保険業界を代表する「エリート集団」として名高いプルデンシャル生命で、前代未聞の事件が起きた。
元社員による31億円もの詐取。
長年、多くの顧客の信頼を集め、営業の成果主義を徹底してきたはずの企業の根底が揺らぐ事態だ。
成果主義がもたらす強烈なインセンティブは、時として歯止めのきかない暴走を生む。
特に、営業マンとして「神様扱い」されるような存在が組織内でアンタッチャブルになると、監査の目が曇り、不正が見過ごされやすくなる。
社内に「個人事業主」的な文化が根付き、各自の裁量や責任に頼った経営が進めば進むほど、ガバナンスは希薄になりやすい。
今回の事件の手口は、まさに古典的な詐欺の常套パターンだった。
「元本保証」「高配当」など金融業界では禁止されている甘い誘惑で顧客を引き寄せ、信頼を逆手にとって巨額の現金を預からせる。
SNSを見ても、「キラキラ営業マンの裏でノルマに追われ、禁止された手法に手を染めた」という冷ややかな指摘が相次いでいる。
保険という商材は、無形の「安心」を買うもの。
顧客は会社ブランドと担当者の誠実さに自分や家族の人生を託す。
しかし、ブランドの力に頼り、十分なガバナンスや仕組み作りを怠れば、企業の信頼は一気に崩れる。

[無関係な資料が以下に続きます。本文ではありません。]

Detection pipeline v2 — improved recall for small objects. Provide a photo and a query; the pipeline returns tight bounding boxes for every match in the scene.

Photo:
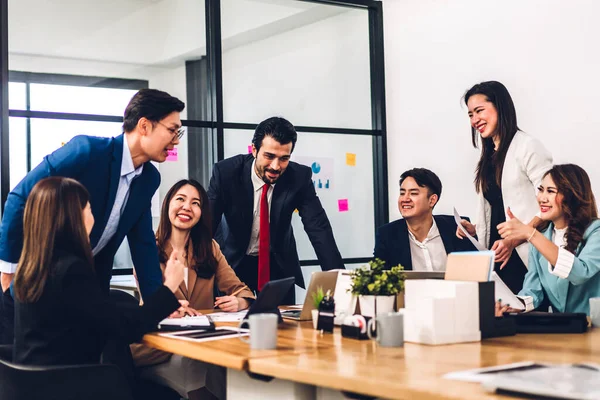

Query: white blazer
[476,131,552,266]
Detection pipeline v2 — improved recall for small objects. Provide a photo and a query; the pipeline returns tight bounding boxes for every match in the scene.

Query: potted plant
[350,258,406,317]
[311,286,325,329]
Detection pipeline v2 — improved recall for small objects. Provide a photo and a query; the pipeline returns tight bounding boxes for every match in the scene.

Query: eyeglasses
[157,121,185,142]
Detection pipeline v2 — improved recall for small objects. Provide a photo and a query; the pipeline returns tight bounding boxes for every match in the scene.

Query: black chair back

このニュースを見ていると、「構造的な欠陥」はどこの業界でも他人事ではないと感じてしまう。
たとえば開発現場でも、一部の「成果主義」や「自由な裁量」を過度に推奨すれば、システムの脆弱性や品質問題が見逃されかねない。
やはり、ルールやレビューの仕組み、透明性の担保は不可欠。
人の信頼や金銭が関わる分野では尚さらそうだ。
間原寛社長の引責辞任が発表されたが、失われた信頼の回復は容易ではない。個人の裁量に依存しすぎるビジネスモデルが、現代のガバナンス基準において限界を迎えていることを、この31億円の代償は物語っている。
ある意味、社員を脱法行為に染めさせるには恐怖✕報酬の二軸があれば十分だということだろうか。